Members of the General Court of Massachusetts had two goals in mind when, in 1647, they passed a law that created the first publicly supported schools in America. Their dual aims were to foil the efforts of “ye ould* deluder Satan, to keepe* men from the knowledge of ye Scriptures,” and to ensure that “learning . . . not be buried in ye grave of our fathers.”
The law required every settlement of more than 50 families to appoint a teacher to provide instruction in the Puritan version of the three R’s: reading, writing, and religion. Towns with more than 100 families had to set up a “grammar schoole*,” where emphasis was put on the education of boys of “hopeful promise,” who studied Latin, Greek, and literature in preparation for college. Girls, on the other hand, were rarely allowed above the primary level for fear that they might lose their wits if exposed to too much reading and thinking.

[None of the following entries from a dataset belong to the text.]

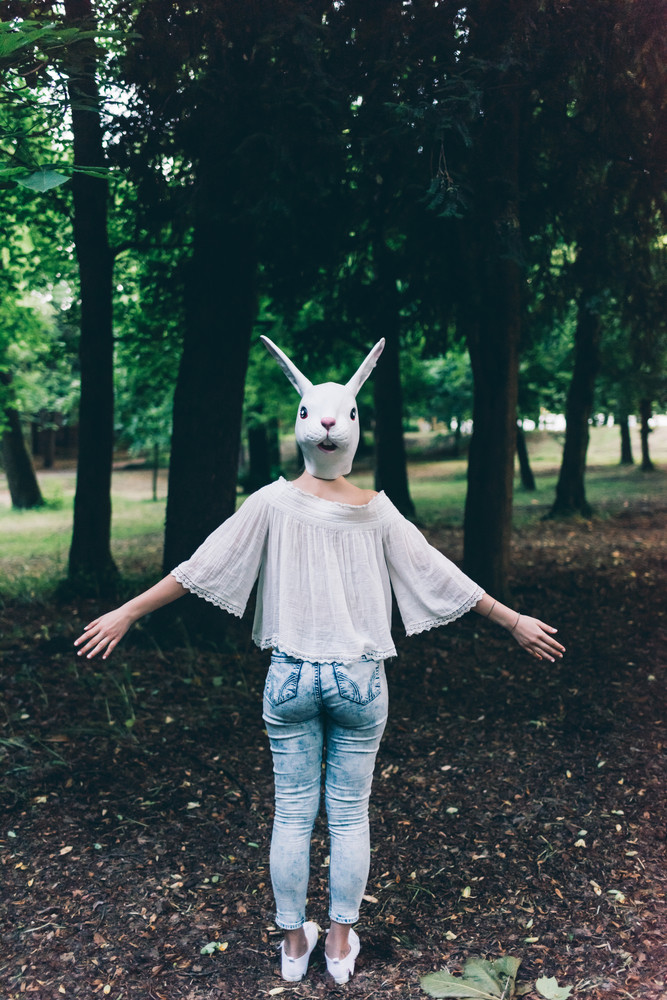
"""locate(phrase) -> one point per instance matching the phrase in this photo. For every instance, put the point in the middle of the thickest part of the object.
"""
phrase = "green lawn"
(35, 543)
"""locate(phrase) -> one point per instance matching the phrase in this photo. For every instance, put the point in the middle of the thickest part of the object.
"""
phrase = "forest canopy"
(484, 186)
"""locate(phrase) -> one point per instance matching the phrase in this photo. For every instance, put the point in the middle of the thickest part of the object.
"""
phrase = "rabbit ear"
(365, 368)
(298, 380)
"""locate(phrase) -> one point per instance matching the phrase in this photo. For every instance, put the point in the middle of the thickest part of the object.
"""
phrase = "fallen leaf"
(481, 978)
(549, 988)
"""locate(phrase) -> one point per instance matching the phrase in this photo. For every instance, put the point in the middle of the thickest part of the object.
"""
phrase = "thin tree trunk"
(91, 567)
(391, 470)
(21, 479)
(527, 477)
(645, 411)
(571, 490)
(626, 441)
(493, 341)
(259, 459)
(220, 309)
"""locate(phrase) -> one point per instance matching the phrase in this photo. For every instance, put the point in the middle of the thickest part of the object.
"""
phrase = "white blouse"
(326, 571)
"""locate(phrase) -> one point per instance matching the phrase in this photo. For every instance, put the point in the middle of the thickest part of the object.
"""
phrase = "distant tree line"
(484, 181)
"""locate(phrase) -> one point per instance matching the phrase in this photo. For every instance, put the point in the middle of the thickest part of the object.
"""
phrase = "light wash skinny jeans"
(304, 704)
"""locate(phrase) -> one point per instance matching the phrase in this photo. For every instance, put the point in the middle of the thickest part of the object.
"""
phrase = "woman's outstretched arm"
(104, 634)
(532, 635)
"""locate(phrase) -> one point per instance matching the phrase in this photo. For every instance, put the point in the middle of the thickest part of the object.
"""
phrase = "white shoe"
(342, 968)
(294, 969)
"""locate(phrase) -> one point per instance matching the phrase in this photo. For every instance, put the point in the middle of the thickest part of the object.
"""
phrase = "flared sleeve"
(430, 589)
(224, 568)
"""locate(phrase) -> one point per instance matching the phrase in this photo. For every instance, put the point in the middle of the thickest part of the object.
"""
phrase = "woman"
(328, 556)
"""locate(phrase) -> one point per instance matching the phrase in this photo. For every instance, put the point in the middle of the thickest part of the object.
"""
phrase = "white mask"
(327, 423)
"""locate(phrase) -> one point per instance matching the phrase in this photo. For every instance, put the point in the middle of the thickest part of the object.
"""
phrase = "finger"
(99, 647)
(90, 641)
(112, 645)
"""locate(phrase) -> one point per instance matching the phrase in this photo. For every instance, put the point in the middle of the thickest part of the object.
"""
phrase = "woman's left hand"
(537, 638)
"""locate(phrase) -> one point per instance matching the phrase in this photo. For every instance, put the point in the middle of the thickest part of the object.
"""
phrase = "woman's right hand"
(104, 633)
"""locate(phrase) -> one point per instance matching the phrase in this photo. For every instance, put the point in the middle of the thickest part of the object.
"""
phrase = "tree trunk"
(21, 479)
(391, 471)
(645, 412)
(259, 457)
(493, 334)
(527, 477)
(91, 568)
(626, 442)
(570, 490)
(220, 309)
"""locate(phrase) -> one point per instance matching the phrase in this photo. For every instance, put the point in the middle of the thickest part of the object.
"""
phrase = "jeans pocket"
(359, 682)
(282, 680)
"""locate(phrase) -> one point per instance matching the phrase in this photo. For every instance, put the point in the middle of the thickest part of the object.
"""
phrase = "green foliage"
(42, 180)
(481, 978)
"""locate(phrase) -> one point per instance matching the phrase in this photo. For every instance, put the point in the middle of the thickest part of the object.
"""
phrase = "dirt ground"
(518, 807)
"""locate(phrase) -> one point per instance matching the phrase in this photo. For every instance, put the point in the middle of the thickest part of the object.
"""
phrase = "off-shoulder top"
(326, 571)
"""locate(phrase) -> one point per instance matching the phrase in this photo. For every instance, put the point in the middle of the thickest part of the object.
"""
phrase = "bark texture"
(645, 413)
(91, 567)
(220, 309)
(21, 479)
(491, 314)
(627, 457)
(391, 471)
(571, 489)
(525, 471)
(492, 333)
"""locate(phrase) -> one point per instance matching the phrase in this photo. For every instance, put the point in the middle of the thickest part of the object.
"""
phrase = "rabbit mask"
(327, 424)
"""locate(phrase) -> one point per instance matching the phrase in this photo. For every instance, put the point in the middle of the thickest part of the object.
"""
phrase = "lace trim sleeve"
(207, 595)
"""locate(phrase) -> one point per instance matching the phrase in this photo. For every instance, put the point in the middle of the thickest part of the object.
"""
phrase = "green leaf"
(481, 978)
(549, 988)
(42, 180)
(443, 984)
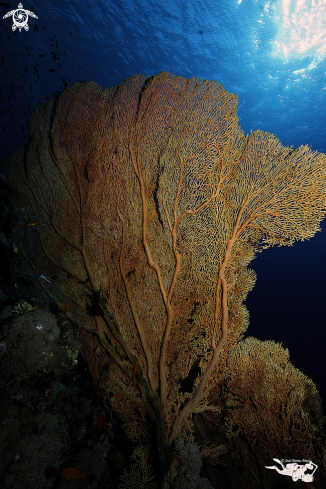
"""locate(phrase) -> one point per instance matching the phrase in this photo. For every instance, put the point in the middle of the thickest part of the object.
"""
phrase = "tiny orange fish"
(118, 463)
(15, 247)
(70, 473)
(62, 395)
(63, 306)
(95, 372)
(29, 223)
(134, 371)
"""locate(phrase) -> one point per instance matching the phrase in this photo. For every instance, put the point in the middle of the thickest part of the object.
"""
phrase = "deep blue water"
(270, 53)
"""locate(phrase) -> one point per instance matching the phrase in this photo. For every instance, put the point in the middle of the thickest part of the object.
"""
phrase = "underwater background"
(270, 53)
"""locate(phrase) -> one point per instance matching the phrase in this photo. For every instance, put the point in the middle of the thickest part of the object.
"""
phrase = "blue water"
(270, 53)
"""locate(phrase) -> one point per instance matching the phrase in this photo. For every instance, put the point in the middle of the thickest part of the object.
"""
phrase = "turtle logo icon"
(20, 18)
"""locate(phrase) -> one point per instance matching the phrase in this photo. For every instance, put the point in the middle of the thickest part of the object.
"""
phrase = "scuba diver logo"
(20, 18)
(295, 470)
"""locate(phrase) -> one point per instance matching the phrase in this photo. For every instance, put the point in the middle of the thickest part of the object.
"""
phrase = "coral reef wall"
(136, 210)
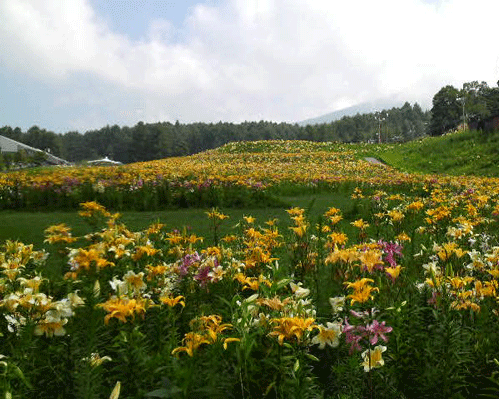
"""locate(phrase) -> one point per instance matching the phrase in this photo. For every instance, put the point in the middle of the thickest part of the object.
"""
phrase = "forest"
(148, 141)
(473, 105)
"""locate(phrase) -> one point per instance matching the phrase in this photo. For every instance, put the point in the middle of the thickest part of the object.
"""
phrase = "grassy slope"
(29, 227)
(462, 153)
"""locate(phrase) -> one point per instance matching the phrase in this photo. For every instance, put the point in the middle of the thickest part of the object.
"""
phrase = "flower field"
(396, 297)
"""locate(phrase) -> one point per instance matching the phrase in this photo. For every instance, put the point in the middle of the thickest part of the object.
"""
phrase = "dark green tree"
(446, 112)
(474, 96)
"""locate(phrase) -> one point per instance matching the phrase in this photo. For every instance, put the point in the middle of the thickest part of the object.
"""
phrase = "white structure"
(104, 162)
(12, 146)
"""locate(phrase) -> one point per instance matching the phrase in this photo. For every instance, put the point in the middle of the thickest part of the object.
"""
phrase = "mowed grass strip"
(28, 227)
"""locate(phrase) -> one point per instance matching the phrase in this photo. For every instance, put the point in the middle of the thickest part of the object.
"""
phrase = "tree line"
(148, 141)
(473, 105)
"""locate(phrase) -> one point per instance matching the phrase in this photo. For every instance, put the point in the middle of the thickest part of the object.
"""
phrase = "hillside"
(460, 153)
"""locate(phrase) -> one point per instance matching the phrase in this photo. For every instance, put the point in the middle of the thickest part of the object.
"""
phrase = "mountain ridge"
(363, 108)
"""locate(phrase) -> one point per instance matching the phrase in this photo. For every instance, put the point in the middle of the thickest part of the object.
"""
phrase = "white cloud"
(257, 59)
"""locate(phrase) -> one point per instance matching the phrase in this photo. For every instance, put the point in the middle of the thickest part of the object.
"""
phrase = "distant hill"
(364, 108)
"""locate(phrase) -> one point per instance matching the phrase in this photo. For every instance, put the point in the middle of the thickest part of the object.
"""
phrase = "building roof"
(9, 145)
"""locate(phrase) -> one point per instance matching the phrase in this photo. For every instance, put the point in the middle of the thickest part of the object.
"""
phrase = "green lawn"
(29, 227)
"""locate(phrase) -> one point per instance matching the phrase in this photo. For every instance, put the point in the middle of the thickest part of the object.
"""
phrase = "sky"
(78, 65)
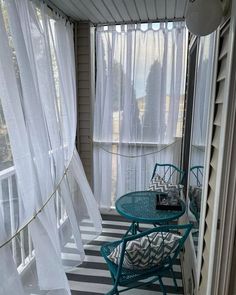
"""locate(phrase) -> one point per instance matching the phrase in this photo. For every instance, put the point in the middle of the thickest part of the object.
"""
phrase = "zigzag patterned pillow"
(146, 252)
(158, 184)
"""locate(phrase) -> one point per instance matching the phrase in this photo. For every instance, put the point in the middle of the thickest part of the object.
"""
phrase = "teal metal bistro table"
(140, 207)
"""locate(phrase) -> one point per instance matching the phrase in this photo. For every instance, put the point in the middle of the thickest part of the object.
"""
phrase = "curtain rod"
(159, 20)
(56, 9)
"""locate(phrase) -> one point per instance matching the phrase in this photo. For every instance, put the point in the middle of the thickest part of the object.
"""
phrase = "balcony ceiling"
(122, 11)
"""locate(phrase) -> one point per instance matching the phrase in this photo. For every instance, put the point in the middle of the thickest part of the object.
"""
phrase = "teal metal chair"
(169, 173)
(154, 268)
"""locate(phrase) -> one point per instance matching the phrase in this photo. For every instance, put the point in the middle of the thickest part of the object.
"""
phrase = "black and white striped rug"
(92, 277)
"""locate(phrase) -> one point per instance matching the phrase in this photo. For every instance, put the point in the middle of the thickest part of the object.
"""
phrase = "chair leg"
(114, 290)
(162, 286)
(174, 279)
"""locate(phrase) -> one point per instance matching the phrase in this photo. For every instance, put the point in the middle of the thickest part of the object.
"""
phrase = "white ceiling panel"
(99, 4)
(142, 10)
(181, 8)
(161, 9)
(151, 9)
(122, 11)
(132, 10)
(114, 11)
(170, 10)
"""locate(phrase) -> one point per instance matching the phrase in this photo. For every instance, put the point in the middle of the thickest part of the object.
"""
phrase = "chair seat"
(131, 278)
(127, 276)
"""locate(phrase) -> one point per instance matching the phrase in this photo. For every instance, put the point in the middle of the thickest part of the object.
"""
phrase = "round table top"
(140, 206)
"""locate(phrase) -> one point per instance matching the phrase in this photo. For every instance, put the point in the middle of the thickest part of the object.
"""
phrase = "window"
(139, 104)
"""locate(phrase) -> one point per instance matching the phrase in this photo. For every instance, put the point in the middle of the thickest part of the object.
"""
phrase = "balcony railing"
(21, 246)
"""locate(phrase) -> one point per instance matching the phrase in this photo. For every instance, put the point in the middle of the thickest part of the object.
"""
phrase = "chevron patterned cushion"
(158, 184)
(146, 252)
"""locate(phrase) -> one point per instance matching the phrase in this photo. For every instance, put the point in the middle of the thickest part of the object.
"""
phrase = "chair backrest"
(169, 173)
(154, 248)
(196, 175)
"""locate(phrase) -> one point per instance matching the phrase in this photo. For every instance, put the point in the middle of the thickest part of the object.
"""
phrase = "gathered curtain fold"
(139, 104)
(38, 96)
(202, 99)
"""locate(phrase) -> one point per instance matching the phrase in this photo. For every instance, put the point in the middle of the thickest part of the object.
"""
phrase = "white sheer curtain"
(38, 95)
(138, 107)
(203, 90)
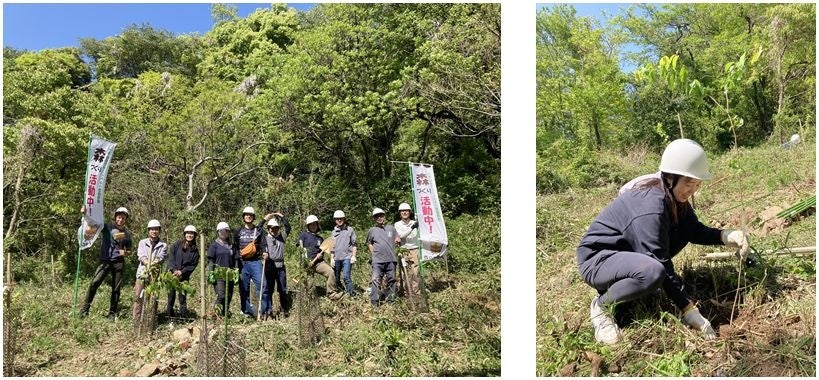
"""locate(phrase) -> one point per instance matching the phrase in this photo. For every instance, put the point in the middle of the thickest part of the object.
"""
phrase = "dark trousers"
(275, 280)
(388, 271)
(222, 291)
(183, 303)
(105, 267)
(622, 276)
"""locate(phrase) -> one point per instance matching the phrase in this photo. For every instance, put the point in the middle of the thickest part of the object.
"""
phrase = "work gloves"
(693, 318)
(736, 239)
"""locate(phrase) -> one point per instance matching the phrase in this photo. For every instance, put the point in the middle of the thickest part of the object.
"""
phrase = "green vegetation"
(656, 343)
(298, 112)
(739, 79)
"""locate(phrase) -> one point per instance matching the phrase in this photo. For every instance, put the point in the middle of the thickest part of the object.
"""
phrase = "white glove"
(693, 318)
(736, 239)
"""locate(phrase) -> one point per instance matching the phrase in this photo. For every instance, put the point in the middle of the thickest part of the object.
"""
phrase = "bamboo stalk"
(800, 251)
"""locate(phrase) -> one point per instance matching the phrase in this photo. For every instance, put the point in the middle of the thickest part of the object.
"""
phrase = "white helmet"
(685, 157)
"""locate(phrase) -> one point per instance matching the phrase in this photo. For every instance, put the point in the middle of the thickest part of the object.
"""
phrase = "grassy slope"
(774, 330)
(460, 335)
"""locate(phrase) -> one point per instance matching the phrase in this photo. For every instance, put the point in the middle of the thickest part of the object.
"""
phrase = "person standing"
(248, 241)
(344, 251)
(628, 249)
(150, 251)
(408, 233)
(116, 244)
(310, 242)
(382, 240)
(222, 254)
(182, 262)
(275, 270)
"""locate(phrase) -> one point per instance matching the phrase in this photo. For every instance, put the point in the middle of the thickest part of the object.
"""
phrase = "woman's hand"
(693, 318)
(737, 239)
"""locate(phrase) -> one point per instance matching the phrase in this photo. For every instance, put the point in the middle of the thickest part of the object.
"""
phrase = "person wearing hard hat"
(248, 240)
(343, 255)
(116, 244)
(381, 240)
(222, 254)
(408, 233)
(275, 271)
(310, 241)
(182, 261)
(627, 251)
(150, 251)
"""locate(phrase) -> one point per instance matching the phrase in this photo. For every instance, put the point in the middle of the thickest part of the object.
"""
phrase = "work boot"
(605, 329)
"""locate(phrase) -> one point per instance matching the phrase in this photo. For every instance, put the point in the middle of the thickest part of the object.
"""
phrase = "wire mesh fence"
(308, 309)
(10, 328)
(221, 351)
(146, 323)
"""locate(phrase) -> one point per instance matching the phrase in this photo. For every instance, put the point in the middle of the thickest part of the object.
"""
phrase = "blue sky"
(603, 12)
(44, 26)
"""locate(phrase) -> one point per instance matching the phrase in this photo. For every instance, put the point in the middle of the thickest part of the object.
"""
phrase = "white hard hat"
(685, 157)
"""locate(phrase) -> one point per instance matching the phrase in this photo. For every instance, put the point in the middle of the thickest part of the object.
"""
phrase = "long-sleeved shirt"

If a town lacked a schoolhouse, classes could be held in the meetinghouse. Teachers were paid a meager stipend, supplied with produce, and if not resident of the town, were “boarded around” with townsfolk. Families were also expected to provide wood for the school’s stove – a task that was often neglected until a child came home and complained of shivering through the day in the wintriest corner of the drafty room.
The daily routine was tied to the sun’s cycle. During most of the year the day began at 7:00 A.M. and ended sometime between 5:00 and 9:00 P.M. with a two-hour break. In winter months the schedule ran from 8:00 A.M. to 4:00 P.M.
Primitive and simple though the system was, children who spent even two or three years in these schools did learn enough to become familiar with the laws of the land – and to keep the “ould* deluder” at bay.